In total, 87 field trials were conducted with various plant density settings from 2017 to 2020 in the Chinese Maize Belt (97.5°−135.1° E, 21.1°−53.6° N). This region generally serves as a superb laboratory for exploring maize yield-density relationships in China, due to its large extent from southern tropical and sub-tropical systems (SW) at low latitudes to cool-temperate systems (NE) at high latitudes56.

In this study, two treatments are designed and compared: (i) the control (CK), which used the local hybrid planted at farmers’ cropping density, and (ii) optimum treatment (OT), where the optimal density is defined as the average of plant densities under maximum yield from a group of five high-yielding hybrids (Supplementary Data). At each site, field trials were conducted with three replicates and designed with a split-plot. Maize yield was measured in each plot at physiological maturity and grain was dried in an oven (14% grain moisture).

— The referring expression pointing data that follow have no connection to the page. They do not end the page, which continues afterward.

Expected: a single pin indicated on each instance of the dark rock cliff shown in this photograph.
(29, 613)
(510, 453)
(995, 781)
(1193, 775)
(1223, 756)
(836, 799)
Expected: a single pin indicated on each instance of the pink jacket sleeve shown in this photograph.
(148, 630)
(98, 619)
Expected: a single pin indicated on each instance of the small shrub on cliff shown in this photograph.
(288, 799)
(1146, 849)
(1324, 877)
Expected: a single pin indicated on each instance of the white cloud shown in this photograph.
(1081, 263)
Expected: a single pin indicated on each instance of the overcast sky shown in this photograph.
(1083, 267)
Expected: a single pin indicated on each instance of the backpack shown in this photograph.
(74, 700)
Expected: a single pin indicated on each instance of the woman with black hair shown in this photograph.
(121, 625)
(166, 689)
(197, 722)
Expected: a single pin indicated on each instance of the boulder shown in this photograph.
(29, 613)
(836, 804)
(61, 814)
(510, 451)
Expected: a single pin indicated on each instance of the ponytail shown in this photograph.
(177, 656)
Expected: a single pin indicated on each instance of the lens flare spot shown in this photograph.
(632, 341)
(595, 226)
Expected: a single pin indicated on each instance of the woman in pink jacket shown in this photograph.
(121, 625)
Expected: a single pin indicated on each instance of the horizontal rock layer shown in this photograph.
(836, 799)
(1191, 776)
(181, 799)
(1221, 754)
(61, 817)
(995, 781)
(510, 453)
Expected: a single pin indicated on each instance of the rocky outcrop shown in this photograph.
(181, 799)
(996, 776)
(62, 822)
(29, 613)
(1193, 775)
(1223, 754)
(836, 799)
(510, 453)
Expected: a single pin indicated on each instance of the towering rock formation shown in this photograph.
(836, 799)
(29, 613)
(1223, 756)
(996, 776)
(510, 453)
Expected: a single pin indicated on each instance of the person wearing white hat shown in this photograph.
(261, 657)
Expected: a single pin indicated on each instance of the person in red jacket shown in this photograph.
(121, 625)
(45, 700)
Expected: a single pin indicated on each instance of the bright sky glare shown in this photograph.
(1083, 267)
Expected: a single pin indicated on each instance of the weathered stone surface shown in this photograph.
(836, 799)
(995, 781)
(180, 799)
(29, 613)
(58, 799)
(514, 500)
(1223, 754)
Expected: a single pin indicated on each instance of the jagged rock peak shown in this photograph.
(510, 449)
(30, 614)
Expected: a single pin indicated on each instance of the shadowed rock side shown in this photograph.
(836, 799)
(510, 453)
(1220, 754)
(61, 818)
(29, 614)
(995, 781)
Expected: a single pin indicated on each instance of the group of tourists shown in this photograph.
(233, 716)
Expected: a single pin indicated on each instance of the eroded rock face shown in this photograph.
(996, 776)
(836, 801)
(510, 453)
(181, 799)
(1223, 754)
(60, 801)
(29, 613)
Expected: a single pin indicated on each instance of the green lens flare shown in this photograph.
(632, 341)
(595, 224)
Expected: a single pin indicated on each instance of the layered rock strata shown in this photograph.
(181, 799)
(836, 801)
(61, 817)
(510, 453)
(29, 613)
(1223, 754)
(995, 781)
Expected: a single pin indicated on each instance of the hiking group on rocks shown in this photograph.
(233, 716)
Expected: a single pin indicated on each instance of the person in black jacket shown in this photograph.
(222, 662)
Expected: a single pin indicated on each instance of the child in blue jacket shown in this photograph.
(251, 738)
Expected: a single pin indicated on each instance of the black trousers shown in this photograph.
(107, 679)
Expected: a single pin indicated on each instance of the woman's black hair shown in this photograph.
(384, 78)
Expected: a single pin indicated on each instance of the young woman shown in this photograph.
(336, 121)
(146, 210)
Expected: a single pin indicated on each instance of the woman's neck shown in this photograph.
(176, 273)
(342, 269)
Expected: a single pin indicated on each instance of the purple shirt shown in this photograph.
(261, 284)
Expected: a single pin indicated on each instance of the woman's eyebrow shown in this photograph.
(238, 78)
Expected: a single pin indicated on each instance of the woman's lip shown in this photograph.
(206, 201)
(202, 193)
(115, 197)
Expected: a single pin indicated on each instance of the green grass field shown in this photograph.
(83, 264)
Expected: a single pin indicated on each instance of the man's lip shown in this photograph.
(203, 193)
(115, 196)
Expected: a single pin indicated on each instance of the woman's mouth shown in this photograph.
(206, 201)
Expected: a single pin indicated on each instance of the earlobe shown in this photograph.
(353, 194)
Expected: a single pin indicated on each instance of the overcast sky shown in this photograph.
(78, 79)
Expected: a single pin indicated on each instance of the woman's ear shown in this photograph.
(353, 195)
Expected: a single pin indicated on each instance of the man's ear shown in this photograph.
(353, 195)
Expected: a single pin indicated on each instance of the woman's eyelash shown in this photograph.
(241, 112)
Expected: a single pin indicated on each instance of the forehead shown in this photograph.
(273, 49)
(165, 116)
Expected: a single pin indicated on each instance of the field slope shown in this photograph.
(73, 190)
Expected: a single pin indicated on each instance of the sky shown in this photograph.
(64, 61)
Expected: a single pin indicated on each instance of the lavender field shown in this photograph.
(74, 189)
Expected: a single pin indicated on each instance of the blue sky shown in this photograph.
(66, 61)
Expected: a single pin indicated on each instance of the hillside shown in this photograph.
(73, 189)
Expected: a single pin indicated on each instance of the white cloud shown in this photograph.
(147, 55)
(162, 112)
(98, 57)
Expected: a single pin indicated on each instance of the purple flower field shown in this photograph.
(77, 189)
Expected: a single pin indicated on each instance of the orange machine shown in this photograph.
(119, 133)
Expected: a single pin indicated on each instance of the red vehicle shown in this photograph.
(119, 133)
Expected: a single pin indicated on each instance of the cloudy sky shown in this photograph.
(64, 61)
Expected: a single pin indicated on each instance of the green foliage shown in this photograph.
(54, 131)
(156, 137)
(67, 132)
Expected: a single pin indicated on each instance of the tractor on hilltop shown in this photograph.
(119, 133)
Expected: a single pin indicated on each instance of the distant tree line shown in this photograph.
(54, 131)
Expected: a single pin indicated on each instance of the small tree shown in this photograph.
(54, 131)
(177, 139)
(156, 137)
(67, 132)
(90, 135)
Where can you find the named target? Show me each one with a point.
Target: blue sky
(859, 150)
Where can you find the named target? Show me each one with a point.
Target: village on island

Maize demand by 2035 in China

In our study, current (2021–2022) annual domestic maize demand is set as a baseline. We estimated current national maize demand as the average annual national maize production, imports, exports and stock change (i.e., “ending stocks” minus “beginning stocks”) during 2021–202257. Future maize demand was projected for the year 2035, by multiplying the projected population derived from the medium fertility variant58 by the per capita maize demand, assuming that per capita maize demand is constant at the current (2021–2022) level. China’s population is predicted to increase from 1.428 billion in 2021 to 1.434 billion in 203558, resulting in 292 Mt of maize demand by 2035.

Reporting summary

Further information on research design is available in the Nature Portfolio Reporting Summary linked to this article.